Alluxio Announces Record Growth for 1H 2020 in Hybrid and Multi-Cloud Data OrchestrationAugust 13, 2020
Alluxio, the developer of open source cloud data orchestration system, today announced it has closed 1H 2020 with sales growth of more than 650% over 1H 2019. Alluxio demonstrated continued market strength and leadership in financial services, high tech, telecom, internet, gaming and ecommerce across North America, Asia and Europe.
“2020 has been an unprecedented year as organizations adjusted their priorities to emphasize cost saving and infrastructure modernization to prepare for future growth. For data & AI teams, a key solution is adopting a cloud / hybrid cloud strategy and Alluxio has become a critical element for that by bringing cost savings, speed and agility to data analytics and AI infrastructures,” said Haoyuan (H.Y.) Li, Founder and CEO, Alluxio, “Today, I am very proud to share that we closed the first half of the year with 650% revenue growth over the same period last year. This could not have been achieved without the strong commitment of our customers, partners and the vibrant Alluxio community. Marching into the second half, we will continue to make further investments to build a stronger data orchestration system bringing more cost savings, efficiency and agility for our customer’s data driven workloads (Spark, Presto, TensorFlow, PyTorch) in cloud and hybrid cloud environments.”
Continuing Customer Success and New Customer Wins
Alluxio continues to attract new customers and expand existing customer deployments around the globe. Recent notable additions and success stories include: Alibaba, Aunalytics, Datasapiens, EA, Nielsen, Playtika, Roblox, Ryte, Tencent, VIPShop, Walmart, Walkme and WeRide.
Derek Tan, Executive Director of Infra & Simulation at WeRide, said, “WeRide uses Alluxio as a hybrid cloud data gateway for applications on-premises to access public cloud storage like AWS S3. The new data access architecture provides a localized cache per location to eliminate redundant requests to S3. As a result, we reducedthe complexity of data synchronization by having a single interface to access data and removed the need to maintain a custom locally copy; reduced S3 data-out cost of downloading redundant data; gained fast access to data to boost engineering productivity; and now have an in-office cache of the cloud data.”
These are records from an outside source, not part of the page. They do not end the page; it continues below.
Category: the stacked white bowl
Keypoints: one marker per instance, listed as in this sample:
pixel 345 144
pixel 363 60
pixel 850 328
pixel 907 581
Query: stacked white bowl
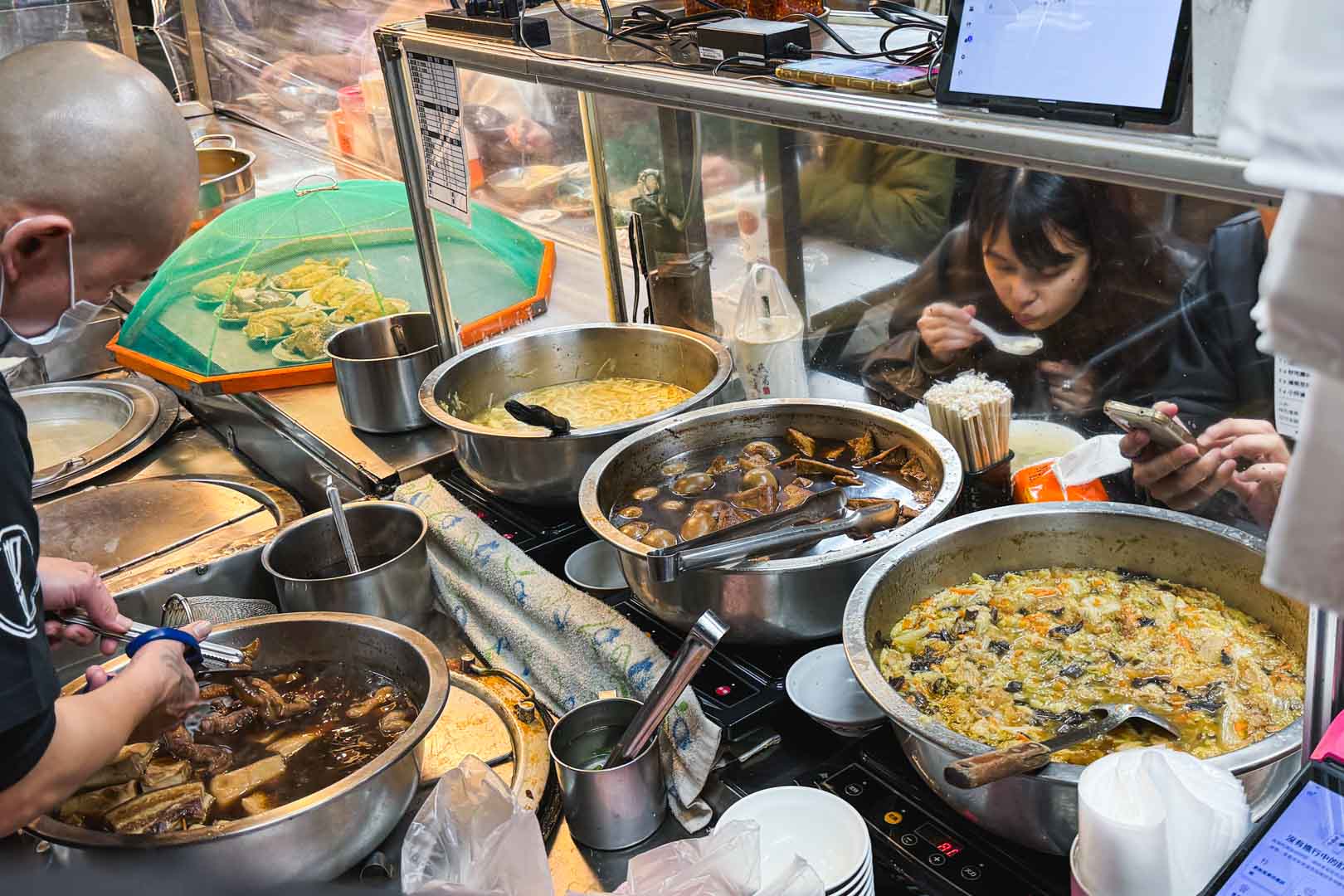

Honghan Tian, Sr. Infrastructure Architect, Data Service Center (DSC) at Tencent PCG (Platform and Content Business Group) leverages Alluxio to optimize the analytics performance and minimize the operating costs in building Tencent Beacon Growing, a real-time data analytics platform. He explained, “In our project “Beacon Growing,” we have deployed Alluxio to improve Impala performance by 2.44x for IO intensive queries and 1.20x for all queries. The query failure rate due to timeout is also reduced by 29%. In the future, we foresee it can reduce disk utilization by over 20% for our planned elastic computing on Impala.”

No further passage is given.